Retreating to the safe space that social media algorithms have designed for them, metaverse and crypto fanatics are trained to hate the current system. They want something that’s freer, something that doesn’t trap them inside the metaphorical cage they’ve thought into existence.
It’s because of this isolation that these socially inept individuals want to add value to their lives through the creation of the metaverse, implementing their idealized views of democracy and governance into such a society.
However, it’s at this point that these, to put it frankly, uneducated buffoons are struck with a reality they simply refuse to accept: The real world won’t work under their system.
The result is insane levels of bureaucracy and inefficiency as these people can’t govern themselves because they don’t know what they’re doing.

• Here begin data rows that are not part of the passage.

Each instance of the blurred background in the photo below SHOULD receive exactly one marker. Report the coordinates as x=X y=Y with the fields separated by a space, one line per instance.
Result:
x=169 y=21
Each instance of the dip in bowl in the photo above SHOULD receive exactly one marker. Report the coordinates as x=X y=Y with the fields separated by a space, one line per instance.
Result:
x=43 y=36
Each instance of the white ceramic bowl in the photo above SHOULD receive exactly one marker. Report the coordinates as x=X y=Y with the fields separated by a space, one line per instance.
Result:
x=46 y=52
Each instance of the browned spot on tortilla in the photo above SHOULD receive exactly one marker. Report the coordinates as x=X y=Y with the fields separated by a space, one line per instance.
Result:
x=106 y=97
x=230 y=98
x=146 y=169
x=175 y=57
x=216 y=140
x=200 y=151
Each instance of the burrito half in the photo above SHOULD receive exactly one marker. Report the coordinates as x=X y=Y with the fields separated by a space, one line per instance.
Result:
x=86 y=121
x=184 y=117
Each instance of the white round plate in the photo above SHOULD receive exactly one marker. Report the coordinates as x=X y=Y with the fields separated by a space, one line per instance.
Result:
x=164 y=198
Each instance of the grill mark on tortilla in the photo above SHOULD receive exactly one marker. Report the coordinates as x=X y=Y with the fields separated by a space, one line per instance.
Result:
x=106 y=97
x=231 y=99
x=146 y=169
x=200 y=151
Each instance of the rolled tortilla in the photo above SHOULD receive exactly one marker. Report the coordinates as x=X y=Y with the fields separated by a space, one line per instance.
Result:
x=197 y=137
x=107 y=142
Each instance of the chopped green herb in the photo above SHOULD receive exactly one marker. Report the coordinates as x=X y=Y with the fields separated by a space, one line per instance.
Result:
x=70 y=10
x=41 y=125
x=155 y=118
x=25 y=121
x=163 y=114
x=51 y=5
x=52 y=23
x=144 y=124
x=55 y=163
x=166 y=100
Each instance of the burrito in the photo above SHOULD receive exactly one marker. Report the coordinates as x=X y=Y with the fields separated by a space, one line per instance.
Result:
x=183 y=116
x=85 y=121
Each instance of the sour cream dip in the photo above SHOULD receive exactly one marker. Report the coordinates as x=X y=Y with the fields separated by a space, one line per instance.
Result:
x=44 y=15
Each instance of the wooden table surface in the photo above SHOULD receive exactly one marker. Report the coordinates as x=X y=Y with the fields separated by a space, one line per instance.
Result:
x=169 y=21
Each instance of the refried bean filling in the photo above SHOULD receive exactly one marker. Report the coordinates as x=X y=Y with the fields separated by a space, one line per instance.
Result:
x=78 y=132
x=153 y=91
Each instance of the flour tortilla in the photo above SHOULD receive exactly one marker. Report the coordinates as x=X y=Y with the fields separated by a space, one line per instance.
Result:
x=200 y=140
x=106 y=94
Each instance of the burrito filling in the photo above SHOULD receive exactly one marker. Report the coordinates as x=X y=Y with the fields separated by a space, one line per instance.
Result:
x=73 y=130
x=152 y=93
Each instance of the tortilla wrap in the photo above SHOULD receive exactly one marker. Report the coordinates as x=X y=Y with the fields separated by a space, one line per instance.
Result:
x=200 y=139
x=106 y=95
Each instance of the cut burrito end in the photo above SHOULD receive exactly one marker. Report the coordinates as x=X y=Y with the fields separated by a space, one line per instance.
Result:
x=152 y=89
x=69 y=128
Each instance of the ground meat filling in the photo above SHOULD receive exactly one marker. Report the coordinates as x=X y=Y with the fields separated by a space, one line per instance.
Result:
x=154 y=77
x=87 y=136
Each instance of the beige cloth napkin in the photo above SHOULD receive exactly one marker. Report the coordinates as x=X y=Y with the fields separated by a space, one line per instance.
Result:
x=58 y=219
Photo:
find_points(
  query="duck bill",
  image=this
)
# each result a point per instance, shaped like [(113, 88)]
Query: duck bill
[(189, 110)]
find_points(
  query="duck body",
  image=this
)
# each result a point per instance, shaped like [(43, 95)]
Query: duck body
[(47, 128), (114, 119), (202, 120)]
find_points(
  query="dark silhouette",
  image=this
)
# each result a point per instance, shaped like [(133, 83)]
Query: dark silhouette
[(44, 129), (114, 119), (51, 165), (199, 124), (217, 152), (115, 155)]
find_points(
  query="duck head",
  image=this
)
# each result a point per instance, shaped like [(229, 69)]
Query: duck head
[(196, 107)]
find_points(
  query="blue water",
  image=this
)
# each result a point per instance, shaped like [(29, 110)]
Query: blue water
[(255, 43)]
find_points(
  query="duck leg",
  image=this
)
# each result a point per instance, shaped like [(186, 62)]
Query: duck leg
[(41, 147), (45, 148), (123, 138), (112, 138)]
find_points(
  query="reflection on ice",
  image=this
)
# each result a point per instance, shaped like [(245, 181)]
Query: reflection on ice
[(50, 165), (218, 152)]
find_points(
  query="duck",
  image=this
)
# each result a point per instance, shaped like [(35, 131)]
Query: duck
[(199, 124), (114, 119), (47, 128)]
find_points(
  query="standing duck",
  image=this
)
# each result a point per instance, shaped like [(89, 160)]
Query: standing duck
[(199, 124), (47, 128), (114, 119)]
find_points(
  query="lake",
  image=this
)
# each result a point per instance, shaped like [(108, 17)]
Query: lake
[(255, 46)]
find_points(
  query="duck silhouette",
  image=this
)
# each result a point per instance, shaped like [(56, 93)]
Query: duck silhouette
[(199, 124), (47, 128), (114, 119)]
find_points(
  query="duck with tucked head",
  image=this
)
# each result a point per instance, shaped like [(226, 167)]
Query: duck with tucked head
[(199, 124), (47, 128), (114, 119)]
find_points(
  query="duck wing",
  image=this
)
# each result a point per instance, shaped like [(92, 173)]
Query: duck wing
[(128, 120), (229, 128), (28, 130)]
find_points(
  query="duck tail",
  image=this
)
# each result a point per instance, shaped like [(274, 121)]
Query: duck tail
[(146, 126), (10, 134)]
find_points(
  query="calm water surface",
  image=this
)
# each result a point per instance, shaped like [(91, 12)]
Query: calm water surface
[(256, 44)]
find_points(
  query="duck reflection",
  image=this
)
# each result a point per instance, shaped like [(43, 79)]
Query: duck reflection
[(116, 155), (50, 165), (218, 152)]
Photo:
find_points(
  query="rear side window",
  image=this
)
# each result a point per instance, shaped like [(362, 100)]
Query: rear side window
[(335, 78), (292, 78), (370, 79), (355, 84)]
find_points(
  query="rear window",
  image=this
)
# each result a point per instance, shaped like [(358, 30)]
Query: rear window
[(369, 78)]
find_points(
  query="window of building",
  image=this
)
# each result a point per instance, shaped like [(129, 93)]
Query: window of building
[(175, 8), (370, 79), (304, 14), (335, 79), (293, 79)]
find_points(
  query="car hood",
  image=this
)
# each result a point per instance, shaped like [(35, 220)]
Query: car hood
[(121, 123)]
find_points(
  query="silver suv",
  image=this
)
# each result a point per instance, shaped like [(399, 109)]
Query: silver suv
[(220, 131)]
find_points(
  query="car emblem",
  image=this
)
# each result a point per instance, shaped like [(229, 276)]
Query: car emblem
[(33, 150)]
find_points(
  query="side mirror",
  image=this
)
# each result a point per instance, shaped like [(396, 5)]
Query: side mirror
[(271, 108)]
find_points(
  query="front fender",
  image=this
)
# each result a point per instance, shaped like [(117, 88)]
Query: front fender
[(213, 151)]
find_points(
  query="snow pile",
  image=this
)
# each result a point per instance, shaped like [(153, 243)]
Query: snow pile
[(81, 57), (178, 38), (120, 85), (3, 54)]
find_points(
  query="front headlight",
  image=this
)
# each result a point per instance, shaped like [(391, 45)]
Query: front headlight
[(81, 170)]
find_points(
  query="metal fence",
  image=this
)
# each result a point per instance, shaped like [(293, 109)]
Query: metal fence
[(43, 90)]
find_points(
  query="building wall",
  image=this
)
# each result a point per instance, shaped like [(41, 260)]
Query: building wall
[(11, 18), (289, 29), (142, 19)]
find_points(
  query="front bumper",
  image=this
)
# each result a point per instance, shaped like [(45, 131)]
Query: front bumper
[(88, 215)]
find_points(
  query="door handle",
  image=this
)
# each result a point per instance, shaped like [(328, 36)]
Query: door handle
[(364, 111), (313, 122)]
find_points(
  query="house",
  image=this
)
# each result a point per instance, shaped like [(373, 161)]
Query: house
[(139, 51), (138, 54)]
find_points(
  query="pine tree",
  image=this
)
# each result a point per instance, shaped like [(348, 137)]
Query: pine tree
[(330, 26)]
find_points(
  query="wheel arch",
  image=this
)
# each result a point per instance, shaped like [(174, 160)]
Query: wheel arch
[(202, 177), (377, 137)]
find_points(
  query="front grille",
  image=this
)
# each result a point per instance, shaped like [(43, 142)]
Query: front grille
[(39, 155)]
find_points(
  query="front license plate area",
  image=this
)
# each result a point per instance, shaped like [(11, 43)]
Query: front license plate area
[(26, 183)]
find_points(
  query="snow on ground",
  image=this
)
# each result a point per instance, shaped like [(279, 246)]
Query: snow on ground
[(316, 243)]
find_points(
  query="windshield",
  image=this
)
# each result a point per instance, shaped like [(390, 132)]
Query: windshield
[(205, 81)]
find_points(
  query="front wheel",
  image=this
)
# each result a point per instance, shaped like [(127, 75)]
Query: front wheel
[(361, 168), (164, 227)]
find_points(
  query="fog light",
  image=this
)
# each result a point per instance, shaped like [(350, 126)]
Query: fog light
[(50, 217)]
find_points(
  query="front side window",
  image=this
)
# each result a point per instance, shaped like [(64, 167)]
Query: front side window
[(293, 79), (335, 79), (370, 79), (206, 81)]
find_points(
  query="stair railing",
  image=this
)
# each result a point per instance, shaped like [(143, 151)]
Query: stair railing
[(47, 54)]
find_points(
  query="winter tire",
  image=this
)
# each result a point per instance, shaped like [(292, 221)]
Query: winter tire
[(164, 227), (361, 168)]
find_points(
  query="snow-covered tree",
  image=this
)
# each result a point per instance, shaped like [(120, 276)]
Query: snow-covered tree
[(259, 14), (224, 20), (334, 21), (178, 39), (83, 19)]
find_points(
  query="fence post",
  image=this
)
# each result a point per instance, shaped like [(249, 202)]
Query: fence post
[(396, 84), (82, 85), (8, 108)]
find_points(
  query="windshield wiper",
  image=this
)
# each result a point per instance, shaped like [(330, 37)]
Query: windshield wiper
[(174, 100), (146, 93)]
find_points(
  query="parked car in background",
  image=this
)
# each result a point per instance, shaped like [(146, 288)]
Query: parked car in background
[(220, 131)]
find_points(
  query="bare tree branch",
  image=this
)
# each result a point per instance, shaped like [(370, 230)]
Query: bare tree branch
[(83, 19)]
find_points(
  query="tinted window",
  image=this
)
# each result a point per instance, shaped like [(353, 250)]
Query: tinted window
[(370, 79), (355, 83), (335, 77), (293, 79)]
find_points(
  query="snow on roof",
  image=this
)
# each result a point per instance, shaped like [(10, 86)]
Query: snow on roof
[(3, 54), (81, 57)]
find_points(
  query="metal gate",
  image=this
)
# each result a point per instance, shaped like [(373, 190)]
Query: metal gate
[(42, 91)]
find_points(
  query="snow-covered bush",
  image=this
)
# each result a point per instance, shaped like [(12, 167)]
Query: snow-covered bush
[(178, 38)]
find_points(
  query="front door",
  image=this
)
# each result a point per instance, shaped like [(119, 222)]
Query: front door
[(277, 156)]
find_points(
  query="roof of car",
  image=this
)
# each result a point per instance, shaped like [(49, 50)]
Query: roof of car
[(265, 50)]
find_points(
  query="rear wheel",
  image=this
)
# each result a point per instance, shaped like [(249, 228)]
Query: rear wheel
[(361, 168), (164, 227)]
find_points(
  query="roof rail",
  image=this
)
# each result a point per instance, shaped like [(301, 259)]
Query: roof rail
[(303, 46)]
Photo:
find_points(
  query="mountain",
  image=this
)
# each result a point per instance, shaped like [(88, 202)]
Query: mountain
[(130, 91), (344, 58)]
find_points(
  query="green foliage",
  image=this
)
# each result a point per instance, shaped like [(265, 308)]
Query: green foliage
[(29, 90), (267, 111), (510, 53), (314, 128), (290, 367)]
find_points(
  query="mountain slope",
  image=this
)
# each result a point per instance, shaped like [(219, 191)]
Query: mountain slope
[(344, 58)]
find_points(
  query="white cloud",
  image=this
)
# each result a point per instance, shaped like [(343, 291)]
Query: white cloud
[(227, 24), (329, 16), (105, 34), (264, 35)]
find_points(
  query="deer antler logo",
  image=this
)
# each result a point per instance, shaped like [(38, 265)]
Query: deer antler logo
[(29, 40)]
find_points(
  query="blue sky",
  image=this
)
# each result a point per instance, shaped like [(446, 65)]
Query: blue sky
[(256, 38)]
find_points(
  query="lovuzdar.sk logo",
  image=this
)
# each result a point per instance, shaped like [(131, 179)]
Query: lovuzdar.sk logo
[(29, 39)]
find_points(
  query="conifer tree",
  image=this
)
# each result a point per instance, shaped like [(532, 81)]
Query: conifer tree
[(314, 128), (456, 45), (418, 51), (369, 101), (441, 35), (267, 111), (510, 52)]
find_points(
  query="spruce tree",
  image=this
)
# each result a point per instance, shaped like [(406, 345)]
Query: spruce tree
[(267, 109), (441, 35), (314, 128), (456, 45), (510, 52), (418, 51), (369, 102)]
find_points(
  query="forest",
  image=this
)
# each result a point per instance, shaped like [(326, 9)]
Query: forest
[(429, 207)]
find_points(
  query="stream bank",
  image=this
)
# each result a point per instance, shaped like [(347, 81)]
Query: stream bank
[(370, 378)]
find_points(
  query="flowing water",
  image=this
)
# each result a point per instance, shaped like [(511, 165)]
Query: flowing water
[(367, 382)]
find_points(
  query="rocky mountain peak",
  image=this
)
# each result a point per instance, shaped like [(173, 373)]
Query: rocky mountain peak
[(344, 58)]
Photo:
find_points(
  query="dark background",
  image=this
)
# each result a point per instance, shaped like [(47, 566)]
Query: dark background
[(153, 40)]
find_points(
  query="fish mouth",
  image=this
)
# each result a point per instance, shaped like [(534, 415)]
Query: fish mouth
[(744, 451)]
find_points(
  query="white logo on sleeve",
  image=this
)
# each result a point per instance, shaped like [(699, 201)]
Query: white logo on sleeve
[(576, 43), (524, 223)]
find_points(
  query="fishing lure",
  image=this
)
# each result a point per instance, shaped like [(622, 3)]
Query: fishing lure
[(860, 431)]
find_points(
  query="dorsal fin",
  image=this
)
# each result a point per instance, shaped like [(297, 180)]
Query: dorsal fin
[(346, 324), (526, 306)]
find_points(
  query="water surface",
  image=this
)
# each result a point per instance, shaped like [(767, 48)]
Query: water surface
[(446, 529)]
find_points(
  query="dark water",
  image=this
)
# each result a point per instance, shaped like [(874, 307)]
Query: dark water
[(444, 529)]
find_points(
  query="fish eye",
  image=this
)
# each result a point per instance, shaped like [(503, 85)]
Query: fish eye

They haven’t thought it all through.
They’re like an author who tries writing an entire novel around one cool scene they thought of without any other planning, but in this example, the author only has one draft because it’s boom or bust.
The culture around this technology being as toxically deflective as it is means that mistakes are expounded on because no one wants to admit they are wrong. They keep building upon their science fiction dream that some Redditor said was possible with today’s technology.
In turn, metaverse projects organized and governed by their users are ripe with corruption because incentives are a powerful thing when there isn’t an institutional middleman or regulation to rein them in.
When the only enforcer of rules is a committee of anti-social individuals with a high school level understanding of governance, chaos erupts, but no one will admit it.
As a result, most metaverse projects are headed by some larger group or corporation, a group more connected with reality.
While the occupants of these projects simulate society building, the ring leaders push for stuff to get done, like signing contracts with companies trying to cash in on the craze - similar to how the ring leaders of crypto coins are the only ones making a profit.
To attract these ideologues, the owners pitch the metaverse as that redefining of society where the members decide its path forward.
In reality, the owners are the only true authority, and in an environment where regulation is nonexistent, there isn’t much reason to play nice.
It’s in this way that metaverse fanatics and crypto fanatics are one in the same. They blindly trust others without realizing they’re pawns whose vulnerabilities are being preyed upon.
Fully trusting technology that relies on speculation and the inevitability of the future to gain its validity, these unfortunate souls are unable to see what could go wrong. In short, they are the modern equivalent of those poor fools who fall for the Nigerian prince scam.